The challenge surfing with them is that I often have to surf their breaks with crowds, and I often do not want to.

Quality Control Freak Buddies

There are some people I know who would only go out when the condition is in a specific way or must pick the best out of the worst. They tend to choose bigger and hollower condition that hold the shape. They tend to be almost totally opposite of the location bound surfers; they are everywhere on the coast. We all know their cars, and we tend to go where we find their cars are parked, or we also know that we've missed good waves when they are going past the other direction on the highway.

Also these are the people whom I ran into them at parking lot a lot, but not much in the water. They are just checking and usually on the way to another spot that they know could be better. Once they leave the lot, us "regulars" on the coast will always talk about, if, how, when, and what they do to fund their surfing, let alone other things in life. Nevertheless, they are here year after year, and they are just way above and beyond technically from most of us.

Challenge setting up a session with them is that we can't.

Quality Insecure Buddies

I will never become this type.

Getting in the water "anyway" is very important to me.

I have seen a few people in this category, and I have hardly ever seen them surf. They only go out locally if the condition is super great, which of course we all know that does not happen very often.

Challenge setting up a session with them is that they won't go out even if they come. That makes me feel really bad about dragging them out to "my" break.

Skill Bound Buddies

This is, actually where I falls under presently.

This is a variation of Quality Bound buddies. We tend to choose waves that we can only handle, but we are more or less more at the mercy of the nature.
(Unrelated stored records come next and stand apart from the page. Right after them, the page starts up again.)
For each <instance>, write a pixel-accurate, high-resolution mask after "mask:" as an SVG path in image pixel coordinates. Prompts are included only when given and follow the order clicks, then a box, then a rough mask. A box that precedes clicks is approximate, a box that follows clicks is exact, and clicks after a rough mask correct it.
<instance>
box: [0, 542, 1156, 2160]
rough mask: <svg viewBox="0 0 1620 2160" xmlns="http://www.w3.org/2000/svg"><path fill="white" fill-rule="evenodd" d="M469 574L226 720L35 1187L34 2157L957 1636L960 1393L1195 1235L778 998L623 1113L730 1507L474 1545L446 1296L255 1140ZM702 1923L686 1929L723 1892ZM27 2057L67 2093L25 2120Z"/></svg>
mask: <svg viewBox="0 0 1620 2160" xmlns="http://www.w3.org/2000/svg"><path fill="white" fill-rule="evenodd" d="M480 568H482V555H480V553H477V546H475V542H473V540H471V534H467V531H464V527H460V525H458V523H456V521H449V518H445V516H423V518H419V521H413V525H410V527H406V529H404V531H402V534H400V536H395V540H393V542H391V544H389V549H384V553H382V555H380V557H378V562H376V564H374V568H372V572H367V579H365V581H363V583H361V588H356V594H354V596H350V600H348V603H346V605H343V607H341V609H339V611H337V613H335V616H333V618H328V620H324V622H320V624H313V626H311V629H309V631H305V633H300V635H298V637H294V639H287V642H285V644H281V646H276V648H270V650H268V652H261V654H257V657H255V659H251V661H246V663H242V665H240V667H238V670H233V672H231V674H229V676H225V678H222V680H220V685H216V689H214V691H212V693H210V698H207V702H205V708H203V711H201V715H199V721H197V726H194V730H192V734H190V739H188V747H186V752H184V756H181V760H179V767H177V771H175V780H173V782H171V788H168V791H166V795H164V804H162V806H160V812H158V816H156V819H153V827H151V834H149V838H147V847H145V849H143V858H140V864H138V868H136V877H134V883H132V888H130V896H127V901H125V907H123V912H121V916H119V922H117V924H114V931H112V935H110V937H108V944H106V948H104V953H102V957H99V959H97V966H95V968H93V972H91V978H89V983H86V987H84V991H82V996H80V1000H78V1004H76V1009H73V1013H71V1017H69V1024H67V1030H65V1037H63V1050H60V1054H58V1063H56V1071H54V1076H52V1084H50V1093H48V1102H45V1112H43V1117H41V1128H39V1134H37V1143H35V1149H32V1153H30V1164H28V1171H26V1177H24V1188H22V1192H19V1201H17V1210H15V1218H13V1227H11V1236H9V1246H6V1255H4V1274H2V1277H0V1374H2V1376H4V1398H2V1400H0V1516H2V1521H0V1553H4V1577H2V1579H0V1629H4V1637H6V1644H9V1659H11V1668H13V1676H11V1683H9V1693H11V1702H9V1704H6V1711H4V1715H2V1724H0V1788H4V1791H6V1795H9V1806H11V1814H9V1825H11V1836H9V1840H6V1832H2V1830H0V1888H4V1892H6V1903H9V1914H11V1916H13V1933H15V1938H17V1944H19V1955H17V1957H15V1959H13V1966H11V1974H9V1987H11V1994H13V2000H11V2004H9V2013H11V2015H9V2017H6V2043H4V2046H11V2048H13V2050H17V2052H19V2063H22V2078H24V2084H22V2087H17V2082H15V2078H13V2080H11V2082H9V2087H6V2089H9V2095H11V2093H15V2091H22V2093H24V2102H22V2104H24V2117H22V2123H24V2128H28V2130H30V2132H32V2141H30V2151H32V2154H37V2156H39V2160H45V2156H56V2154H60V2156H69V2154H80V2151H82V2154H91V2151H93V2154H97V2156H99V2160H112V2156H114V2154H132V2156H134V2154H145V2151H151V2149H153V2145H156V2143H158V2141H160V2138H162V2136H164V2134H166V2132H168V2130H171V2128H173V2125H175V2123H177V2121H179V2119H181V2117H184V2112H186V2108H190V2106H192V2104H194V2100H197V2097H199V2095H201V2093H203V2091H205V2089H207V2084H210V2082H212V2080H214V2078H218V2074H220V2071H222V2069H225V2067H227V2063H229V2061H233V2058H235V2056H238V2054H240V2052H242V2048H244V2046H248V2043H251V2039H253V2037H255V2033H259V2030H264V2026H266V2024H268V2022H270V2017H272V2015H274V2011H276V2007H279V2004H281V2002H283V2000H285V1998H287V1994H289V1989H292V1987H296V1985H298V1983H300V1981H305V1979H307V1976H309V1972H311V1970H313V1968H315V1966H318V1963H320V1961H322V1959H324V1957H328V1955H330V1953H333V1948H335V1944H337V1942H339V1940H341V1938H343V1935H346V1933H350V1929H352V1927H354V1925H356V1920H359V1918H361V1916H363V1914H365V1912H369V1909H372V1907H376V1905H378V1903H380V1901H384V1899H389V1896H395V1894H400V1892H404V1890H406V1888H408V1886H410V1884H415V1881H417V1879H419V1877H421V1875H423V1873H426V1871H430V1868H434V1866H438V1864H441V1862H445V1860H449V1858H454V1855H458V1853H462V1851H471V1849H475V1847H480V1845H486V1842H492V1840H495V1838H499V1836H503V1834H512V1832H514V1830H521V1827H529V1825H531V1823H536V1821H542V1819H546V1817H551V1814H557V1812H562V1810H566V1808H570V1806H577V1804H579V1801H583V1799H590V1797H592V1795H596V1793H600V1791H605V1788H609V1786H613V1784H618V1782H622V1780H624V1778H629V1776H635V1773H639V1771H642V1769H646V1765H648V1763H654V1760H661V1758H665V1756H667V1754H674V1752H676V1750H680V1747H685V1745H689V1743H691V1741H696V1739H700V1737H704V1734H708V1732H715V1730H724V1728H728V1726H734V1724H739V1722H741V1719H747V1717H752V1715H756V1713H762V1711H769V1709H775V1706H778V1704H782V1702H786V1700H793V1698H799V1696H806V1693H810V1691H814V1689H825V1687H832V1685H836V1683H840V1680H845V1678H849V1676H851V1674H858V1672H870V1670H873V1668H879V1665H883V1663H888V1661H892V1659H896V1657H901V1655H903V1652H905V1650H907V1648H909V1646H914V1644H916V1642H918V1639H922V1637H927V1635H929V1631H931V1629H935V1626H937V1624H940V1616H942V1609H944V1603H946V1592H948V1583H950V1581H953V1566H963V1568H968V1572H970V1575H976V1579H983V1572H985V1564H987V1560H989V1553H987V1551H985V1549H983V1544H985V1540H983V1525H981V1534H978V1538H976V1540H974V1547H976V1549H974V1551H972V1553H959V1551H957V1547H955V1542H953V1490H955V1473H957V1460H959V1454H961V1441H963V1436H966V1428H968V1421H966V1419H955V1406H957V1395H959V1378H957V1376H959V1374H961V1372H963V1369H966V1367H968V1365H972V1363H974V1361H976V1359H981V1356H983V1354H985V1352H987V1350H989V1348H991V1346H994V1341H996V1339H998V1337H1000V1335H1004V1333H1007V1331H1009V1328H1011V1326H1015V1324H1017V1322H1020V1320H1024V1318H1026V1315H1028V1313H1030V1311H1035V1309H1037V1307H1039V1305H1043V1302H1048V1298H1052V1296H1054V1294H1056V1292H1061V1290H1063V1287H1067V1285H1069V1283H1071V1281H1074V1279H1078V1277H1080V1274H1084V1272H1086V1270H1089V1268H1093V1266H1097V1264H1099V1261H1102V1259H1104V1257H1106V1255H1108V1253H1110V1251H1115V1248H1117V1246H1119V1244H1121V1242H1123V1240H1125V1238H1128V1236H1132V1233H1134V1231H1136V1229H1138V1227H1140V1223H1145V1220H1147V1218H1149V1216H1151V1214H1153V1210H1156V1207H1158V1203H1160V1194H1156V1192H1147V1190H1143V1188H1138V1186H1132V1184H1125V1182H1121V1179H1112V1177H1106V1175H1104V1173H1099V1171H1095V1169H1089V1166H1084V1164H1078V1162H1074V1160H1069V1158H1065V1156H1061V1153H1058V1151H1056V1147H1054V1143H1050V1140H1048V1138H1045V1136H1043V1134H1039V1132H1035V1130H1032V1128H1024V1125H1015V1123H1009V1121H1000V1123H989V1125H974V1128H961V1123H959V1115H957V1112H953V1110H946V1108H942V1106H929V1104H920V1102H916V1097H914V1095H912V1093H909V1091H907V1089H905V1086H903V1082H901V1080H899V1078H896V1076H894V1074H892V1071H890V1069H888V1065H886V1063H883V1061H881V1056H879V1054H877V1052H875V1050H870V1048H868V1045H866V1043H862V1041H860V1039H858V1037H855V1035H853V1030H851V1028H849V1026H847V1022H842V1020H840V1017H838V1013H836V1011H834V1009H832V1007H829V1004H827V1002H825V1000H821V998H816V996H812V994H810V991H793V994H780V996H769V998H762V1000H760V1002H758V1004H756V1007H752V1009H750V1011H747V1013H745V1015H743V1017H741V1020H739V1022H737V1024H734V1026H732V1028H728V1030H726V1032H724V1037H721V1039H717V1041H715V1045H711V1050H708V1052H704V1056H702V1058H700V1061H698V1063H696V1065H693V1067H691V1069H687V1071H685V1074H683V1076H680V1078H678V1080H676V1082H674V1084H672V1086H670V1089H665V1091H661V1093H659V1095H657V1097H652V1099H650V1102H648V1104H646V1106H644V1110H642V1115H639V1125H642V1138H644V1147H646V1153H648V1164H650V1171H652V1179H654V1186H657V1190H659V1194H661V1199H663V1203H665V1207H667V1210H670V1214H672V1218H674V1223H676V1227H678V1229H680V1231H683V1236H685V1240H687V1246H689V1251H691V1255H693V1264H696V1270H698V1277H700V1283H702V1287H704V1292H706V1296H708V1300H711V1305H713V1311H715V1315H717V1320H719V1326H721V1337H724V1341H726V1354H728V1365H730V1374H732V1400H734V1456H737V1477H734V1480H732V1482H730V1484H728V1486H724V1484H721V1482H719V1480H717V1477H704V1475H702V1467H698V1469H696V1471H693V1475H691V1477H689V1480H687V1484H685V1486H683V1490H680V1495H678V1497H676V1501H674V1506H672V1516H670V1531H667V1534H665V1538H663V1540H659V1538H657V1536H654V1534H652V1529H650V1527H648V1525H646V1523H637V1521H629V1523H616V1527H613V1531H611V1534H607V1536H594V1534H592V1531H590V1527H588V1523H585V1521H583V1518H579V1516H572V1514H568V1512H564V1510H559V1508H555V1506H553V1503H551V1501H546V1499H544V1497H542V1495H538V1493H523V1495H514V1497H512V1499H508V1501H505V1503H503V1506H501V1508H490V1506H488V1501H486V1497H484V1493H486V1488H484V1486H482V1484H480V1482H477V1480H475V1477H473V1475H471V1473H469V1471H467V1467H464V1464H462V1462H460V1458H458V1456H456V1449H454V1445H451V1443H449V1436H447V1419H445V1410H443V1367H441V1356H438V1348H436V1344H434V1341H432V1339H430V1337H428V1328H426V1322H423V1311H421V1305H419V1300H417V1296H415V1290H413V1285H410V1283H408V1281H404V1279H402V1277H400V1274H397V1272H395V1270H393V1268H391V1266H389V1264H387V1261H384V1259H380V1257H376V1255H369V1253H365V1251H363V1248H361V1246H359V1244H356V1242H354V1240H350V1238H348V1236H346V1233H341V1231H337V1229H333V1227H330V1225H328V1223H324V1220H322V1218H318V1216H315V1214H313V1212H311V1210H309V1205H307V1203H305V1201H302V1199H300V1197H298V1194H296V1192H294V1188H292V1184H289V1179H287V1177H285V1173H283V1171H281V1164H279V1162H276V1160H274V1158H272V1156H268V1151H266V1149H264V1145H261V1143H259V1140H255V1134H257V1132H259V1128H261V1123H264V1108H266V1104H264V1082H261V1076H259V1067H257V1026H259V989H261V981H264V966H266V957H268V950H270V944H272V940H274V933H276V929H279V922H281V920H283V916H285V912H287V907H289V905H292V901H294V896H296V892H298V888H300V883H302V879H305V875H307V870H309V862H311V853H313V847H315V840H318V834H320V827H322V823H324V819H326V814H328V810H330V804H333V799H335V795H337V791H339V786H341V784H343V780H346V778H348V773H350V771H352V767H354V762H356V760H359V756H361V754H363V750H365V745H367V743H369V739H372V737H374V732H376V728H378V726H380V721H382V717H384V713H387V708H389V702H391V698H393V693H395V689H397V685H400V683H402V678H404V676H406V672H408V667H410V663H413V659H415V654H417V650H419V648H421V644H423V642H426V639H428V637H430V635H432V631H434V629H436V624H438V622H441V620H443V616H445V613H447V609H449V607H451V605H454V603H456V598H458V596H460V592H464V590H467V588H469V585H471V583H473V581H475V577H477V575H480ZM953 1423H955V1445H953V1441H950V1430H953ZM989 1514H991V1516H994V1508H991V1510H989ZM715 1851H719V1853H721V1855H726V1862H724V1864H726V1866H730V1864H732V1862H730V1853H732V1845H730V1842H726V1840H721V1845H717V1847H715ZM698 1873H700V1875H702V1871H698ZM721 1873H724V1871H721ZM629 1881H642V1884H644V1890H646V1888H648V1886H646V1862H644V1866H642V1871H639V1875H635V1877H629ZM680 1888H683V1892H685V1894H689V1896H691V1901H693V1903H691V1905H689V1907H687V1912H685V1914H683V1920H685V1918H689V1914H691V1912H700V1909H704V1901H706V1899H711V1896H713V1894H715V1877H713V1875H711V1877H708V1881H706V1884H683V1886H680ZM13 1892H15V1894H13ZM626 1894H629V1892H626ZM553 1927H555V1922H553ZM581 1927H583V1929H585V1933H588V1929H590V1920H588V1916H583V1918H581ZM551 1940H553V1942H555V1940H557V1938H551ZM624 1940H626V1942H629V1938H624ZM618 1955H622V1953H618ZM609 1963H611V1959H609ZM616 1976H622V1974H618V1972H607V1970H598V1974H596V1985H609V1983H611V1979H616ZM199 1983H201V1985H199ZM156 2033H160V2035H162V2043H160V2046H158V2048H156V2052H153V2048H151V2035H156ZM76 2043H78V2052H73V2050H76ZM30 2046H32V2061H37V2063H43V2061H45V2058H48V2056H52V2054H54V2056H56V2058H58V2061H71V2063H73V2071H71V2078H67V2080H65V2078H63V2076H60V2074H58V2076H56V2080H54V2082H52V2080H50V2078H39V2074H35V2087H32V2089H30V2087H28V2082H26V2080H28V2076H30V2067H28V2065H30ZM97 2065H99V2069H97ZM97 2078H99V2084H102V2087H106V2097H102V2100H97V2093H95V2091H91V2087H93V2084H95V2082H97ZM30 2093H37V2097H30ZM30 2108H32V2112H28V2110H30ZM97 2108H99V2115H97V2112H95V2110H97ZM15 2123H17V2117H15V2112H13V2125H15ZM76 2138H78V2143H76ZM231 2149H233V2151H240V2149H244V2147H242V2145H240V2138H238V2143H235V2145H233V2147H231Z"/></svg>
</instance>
We tend to like small, mushy, safe conditions without wind and . As a result this tends to limit the locations where we can surf, and can't hang around with large crowd because either we get in the way or they get in our way.

Challenge setting up a session with them is that we vary in skill set and preferences that we can never agree where to pick, by the time we did all the surf checks and discussed about it the session is over. You know we are all in the sensitive generation, never rock the boat, and never hurt other peoples' feelings...

Geek Buddies

I too am VERY guilty of being in this category of surfers.

These days especially in affluent area like NorCAL or OC, you find them everywhere. There are some surfers that own very expensive latest brand new pro gear, from head to toe, surf boards for all occasions, hot fins, nose guards, tail guards, wax removing system or any other accessories that can be found at surf shops and online, wear just about everything that can be worn, for helmet, hood, hot skins underneath, speedo, webbed gloves to the latest model booties....

But their surfing is not just up to par. The surfer next to him/her with a 5 year old dinged up board out-paddles, knocks their socks off... catching 10 times more waves. Because of that and all new shiny equipment, they stick out like a sore thumb in any lineup.

Advice to myself. The water is warm in the summer even in NorCAL, take my hood and gloves off, get refreshed with a bit chilly but wake-up water, and use solid equipment without much gimmicks like funny (t/r)ails and funny fin configs. Approach the realm of a surfing Yoda. People used to rip on their redwood planks!

There is no challenge setting up a session with them to the extent they go anywhere, any place and any time, even the condition is better elsewhere. They see the ocean, they suit up (fully of course) and go in and don't catch any wave.

I am starting to get it though, so this season, I have shed my helmet, gloves, hood and if I am in So Cal, wet suits and booties are out too. Now I can really blend in.